I modeled a discrete approximation of this in Excel as follows, and it looks interesting. The Excel file is here. While this doesn’t answer your question, it suggests the optimal choice for $a$ is over $1/2$, and that there is only one value of $a$ for which your opponent has no winning strategy. (If I had to guess, I’d guess it’s 0.625.)

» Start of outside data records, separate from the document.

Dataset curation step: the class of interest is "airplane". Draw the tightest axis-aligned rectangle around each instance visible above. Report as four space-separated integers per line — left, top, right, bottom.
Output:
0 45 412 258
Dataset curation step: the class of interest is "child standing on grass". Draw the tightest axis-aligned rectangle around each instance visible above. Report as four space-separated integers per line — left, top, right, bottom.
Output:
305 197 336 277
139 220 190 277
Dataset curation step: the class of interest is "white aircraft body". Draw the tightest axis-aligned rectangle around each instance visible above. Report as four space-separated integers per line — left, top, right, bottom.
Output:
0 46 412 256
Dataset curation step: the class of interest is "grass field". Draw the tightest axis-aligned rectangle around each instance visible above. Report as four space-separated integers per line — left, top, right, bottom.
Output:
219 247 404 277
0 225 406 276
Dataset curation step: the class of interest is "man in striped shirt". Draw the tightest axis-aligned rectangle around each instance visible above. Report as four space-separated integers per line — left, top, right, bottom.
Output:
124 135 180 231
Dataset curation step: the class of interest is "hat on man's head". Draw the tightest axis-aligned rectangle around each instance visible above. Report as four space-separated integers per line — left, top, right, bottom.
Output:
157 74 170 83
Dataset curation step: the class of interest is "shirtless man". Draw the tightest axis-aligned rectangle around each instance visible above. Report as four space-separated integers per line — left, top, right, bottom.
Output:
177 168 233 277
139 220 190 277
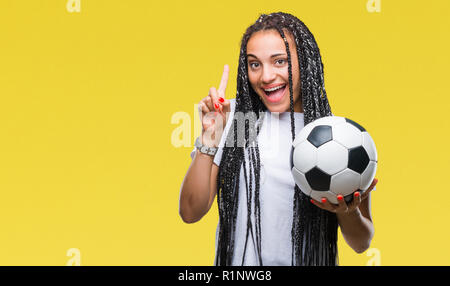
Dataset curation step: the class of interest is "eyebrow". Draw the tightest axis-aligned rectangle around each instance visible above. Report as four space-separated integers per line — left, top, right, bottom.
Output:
247 53 286 59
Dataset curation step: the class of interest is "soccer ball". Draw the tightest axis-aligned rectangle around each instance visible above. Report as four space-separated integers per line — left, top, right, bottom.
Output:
290 116 377 204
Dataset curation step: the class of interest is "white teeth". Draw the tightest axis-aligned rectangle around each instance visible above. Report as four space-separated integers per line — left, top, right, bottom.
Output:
264 85 286 92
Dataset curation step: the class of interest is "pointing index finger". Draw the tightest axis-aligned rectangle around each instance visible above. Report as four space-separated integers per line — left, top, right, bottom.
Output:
218 64 229 95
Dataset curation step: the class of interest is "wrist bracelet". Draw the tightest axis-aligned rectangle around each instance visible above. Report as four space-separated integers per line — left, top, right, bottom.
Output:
194 137 218 156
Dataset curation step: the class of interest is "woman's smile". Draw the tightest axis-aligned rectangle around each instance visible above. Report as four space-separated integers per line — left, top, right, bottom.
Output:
262 83 287 103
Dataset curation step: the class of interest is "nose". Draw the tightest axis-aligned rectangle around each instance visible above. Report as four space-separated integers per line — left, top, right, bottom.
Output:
261 65 277 83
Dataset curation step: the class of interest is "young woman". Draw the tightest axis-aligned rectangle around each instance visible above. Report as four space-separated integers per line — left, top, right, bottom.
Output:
179 12 378 266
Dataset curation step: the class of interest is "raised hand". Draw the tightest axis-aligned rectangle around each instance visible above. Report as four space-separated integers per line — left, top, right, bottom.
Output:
198 64 232 148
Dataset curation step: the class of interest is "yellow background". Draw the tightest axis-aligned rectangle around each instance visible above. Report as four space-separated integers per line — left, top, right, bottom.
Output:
0 0 449 266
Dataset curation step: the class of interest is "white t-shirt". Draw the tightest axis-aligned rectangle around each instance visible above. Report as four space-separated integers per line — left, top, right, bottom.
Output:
190 98 305 266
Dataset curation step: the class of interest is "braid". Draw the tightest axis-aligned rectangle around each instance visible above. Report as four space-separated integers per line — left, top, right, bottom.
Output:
216 12 337 266
240 144 253 265
276 27 296 143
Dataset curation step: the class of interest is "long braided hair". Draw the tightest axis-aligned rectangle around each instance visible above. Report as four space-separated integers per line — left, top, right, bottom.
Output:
216 12 338 266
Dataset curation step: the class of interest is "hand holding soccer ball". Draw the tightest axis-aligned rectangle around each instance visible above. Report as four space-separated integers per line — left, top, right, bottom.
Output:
310 178 378 214
290 116 378 213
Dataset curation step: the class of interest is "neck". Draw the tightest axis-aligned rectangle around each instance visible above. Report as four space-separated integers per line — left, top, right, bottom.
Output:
294 101 304 113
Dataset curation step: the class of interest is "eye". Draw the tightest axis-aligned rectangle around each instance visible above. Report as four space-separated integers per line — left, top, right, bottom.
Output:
249 62 260 69
276 59 286 65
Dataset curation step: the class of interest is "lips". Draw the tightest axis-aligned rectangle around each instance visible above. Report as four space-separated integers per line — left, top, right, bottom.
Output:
262 84 287 103
262 83 286 90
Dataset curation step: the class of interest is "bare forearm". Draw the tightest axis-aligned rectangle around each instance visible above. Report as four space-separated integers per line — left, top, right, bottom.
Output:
179 150 214 223
337 208 374 253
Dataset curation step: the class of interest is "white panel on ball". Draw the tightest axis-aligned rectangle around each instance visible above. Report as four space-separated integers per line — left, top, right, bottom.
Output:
293 141 317 173
362 132 378 161
329 168 361 196
313 116 346 127
317 141 348 175
310 190 339 205
291 167 312 196
360 161 377 191
332 123 362 149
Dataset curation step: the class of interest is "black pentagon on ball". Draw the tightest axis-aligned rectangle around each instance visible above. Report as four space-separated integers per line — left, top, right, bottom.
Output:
345 118 366 132
307 125 332 148
348 146 370 174
305 167 331 192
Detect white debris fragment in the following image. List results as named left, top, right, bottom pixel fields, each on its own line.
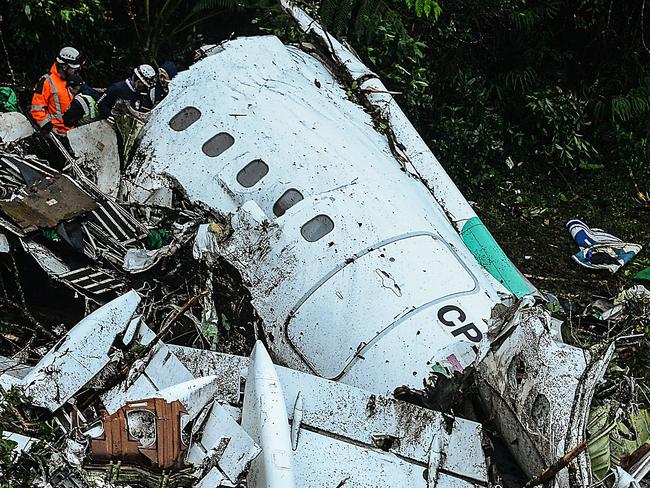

The game I modeled is the following one:
Aisha and Bob each spin a 26-equal-segment wheel labeled a-z twice. Each player has a secret threshold letter (shown in the example below with Aisha's as m, Bob's as r; these correspond to your $a$ and $b$). If the first spin result is at least the threshold, the player's first spin counts (orange shading); otherwise, the player's second spin counts (pink shading). The winner is the player whose result is highest (closest to z). [I used letters instead of equally-spaced numbers in $[0,1]$ to make it easier to look at and understand.]
The top $26$ by $26$ grid shows Aisha's result for each of the $26^2=676$ equally likely possibilities for the two spins. The bottom grid shows Bob's result.
Columns AO and AP show the distribution of results for each player.
The matrix of numbers at top right tabulates the number of winning games for Aisha among each of the $676^2$ equally likely results of each player spinning twice.
Let me explain the blue square, at the intersection of the m-column and the q-row. Aisha’s result is q $38/676$ of the time, and Bob's is m $17/676$ of the time. So the game outcome is q vs m (Aisha wins) $38x17 = 646$ times (out of all $676^2$ games), so we count $646$ wins for Aisha.
Summing over all $676^2$ games, Aisha wins $0.4734$ of the time with these secret thresholds (m for Aisha, r for Bob). Bob wins $0.4820$ of the time, giving Bob an edge of $0.00853$ wins per game.
What was initially counter-intuitive for me is that given a specific secret threshold for Aisha (say m), the optimal threshold for Bob isn't obvious. (For Aisha's m, Bob's best threshold is p. If Aisha's threshold is e or f, Bob's should be n.)
If Aisha's threshold is q, however, it looks like Bob has no winning strategy, but he can break even by using the same threshold. The lack of a winning strategy isn't surprising, since matching thresholds make it a symmetric game, but the fact that the only threshold that can't be beat is q was unexpected.
Perhaps you or someone else will try to prove that $a=0.625$ is the optimal strategy, guaranteeing at least a break-even game.